Vietnam held 24.7 trillion cubic feet (Tcf) of proved natural gas reserves at the end of 2015, up from 6.8 Tcf in 2011, according to OGJ. Half of these reserves are located in the northern deepwater areas of the Song Hong basin and have high carbon dioxide contents, making the production investment costly. Major new developments are expected from ExxonMobil’s CaVoi Xanh field and the overlapping basin with Malaysia. However, low natural gas prices and the lack of gas infrastructure outside of the southern part of the country are impediments to upstream investment.

Vietnam produced 376 billion cubic feet (Bcf) of marketed natural gas in 2015, up nearly five percent from 2014 levels, all of which was domestically consumed. The country is still self-sufficient in natural gas, but PetroVietnam predicts a growing supply gap characterized by demand surpassing supply, particularly in the power sector in southern Vietnam.
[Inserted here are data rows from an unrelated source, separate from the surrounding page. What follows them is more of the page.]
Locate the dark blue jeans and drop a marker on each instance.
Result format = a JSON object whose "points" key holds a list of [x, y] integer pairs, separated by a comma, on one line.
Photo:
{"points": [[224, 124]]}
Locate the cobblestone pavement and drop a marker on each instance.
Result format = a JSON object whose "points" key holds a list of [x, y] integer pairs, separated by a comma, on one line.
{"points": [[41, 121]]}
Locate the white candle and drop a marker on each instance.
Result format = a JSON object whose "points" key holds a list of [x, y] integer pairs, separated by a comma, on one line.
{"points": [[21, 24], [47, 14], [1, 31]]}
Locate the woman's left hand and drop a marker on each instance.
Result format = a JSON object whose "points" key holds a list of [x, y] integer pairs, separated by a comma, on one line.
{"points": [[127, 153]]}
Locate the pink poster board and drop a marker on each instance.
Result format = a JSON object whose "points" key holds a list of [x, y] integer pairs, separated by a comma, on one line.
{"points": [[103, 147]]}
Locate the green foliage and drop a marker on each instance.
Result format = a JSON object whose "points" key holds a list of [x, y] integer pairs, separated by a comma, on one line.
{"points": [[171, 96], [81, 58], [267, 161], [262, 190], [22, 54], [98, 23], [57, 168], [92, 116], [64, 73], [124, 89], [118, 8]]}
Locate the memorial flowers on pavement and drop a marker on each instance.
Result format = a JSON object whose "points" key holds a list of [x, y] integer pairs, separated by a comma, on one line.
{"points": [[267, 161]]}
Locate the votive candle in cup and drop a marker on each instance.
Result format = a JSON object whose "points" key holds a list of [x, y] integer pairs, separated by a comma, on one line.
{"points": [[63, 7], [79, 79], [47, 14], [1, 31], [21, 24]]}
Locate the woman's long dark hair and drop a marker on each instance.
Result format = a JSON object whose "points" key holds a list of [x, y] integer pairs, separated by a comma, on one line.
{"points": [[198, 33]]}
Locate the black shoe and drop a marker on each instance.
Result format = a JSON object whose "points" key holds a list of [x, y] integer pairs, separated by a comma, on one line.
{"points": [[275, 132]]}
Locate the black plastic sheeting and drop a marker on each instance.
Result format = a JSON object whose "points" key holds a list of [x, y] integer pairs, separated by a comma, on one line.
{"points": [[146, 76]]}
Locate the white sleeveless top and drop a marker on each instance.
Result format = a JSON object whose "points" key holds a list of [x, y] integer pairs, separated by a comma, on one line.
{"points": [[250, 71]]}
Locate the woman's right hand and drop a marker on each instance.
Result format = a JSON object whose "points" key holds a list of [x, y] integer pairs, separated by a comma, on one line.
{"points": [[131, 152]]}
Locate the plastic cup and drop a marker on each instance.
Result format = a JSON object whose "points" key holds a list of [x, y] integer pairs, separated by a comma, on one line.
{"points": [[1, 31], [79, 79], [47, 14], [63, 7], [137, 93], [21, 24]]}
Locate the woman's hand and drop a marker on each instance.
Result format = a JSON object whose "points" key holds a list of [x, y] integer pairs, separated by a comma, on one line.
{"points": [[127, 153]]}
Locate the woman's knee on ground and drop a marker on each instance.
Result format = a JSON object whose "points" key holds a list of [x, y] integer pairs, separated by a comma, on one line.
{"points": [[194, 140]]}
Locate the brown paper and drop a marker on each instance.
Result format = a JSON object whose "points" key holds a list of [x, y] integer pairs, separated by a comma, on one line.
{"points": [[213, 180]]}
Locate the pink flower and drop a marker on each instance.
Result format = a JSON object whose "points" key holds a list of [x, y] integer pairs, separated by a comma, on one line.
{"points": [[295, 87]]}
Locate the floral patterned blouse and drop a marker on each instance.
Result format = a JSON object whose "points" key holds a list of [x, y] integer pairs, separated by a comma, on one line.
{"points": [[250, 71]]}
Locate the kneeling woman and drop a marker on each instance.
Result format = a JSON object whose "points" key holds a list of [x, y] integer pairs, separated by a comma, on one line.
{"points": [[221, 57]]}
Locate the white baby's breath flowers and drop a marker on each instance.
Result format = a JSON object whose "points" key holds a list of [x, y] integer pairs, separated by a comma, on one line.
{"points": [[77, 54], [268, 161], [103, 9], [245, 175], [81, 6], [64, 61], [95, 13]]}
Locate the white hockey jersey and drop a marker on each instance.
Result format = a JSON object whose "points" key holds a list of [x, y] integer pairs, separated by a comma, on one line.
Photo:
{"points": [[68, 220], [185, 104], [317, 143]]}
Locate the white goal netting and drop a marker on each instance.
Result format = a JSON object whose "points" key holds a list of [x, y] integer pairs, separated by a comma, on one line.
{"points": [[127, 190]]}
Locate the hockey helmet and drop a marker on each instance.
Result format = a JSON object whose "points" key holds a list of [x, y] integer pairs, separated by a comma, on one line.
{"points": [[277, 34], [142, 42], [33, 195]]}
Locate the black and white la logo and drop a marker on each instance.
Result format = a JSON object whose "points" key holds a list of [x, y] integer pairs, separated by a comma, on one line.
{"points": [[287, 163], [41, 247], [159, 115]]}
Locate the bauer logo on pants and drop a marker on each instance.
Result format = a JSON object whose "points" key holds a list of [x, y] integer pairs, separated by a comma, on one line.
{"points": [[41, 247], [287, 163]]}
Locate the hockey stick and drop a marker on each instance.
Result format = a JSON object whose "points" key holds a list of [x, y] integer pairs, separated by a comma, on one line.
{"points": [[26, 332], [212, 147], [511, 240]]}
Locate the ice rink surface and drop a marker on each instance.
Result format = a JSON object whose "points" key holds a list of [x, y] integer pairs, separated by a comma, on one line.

The Vietnamese government plans to import LNG in the southern part of the country to help satisfy the growing demand for gas especially in the power sector. PetroVietnam Gas, a subsidiary of PetroVietnam, is developing the 48 Bcf/y-Thi Vai LNG terminal in the Vung Tau province in southern Vietnam, which is expected to be operational in 2018. A second terminal, Son My LNG, with 86 Bcf/y of capacity, is also proposed to come online in 2020. Subsequent phases are planned for the early 2020s.